1818, Lower Canada, British North America
It was spring at last, and the air was rich with the scent of freshly thawed earth being churned and ploughed. Glen Carlisle smiled with satisfaction as he went from censive to censivespeakingto the habitants as his mother and sister visited the cottages with gossip and small gifts from the manor house.
"It will be a good harvest this year, monsieur," Langlois, a leather skinned farmer, told Glen. "I can feel it in my bones."
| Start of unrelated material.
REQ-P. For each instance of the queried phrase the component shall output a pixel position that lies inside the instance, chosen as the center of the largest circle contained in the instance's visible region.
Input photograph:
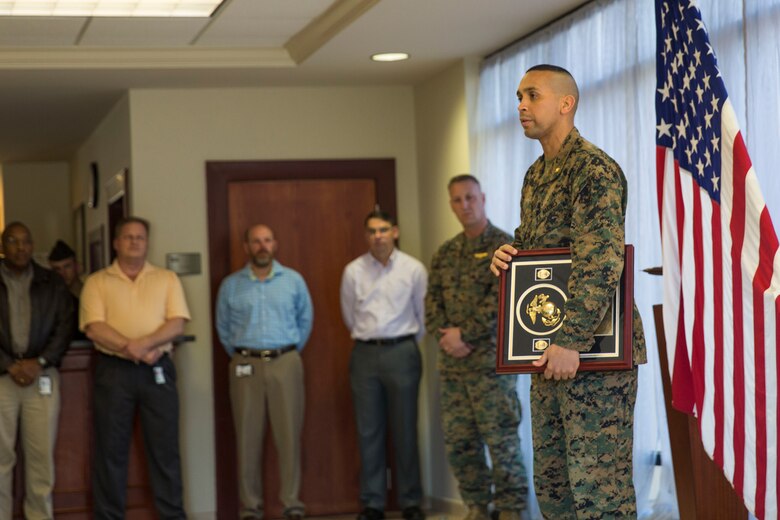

Glen laughed. "You've said that every year since I've been in knickers, Langlois."
"Oui. And I've been right every time," the habitant retorted.
The sound of an approaching horse made Glen turn to see a rider in travel-worn clothes cantering towards the manor hours. Biding Langlois farewell, Glen left the censive. Madame Vallier, the housekeeper, met him in the entrance hall, informing him that there was a visitor in the parlour – an English visitor, she added with a slight frown.
The man stood smartly when he entered, to which Glen raised an eyebrow. Even the most diffident of his habitants rarely did more than nod their heads soberly at him.
"I was told you wished to see me?"
"Yes, milord," the man replied. His accent was that of a man newly arrived form England. "I've been sent to give you this." He held out a heavy envelope sealed with red wax.
All the way from England to deliver a letter? Glen thought, frowning. He took the letter and broke the seal. By the time he had finished reading it, his mind was a whirl of thoughts. His eyes ran over the words twice more before he looked back at the messenger.
"What's your name?"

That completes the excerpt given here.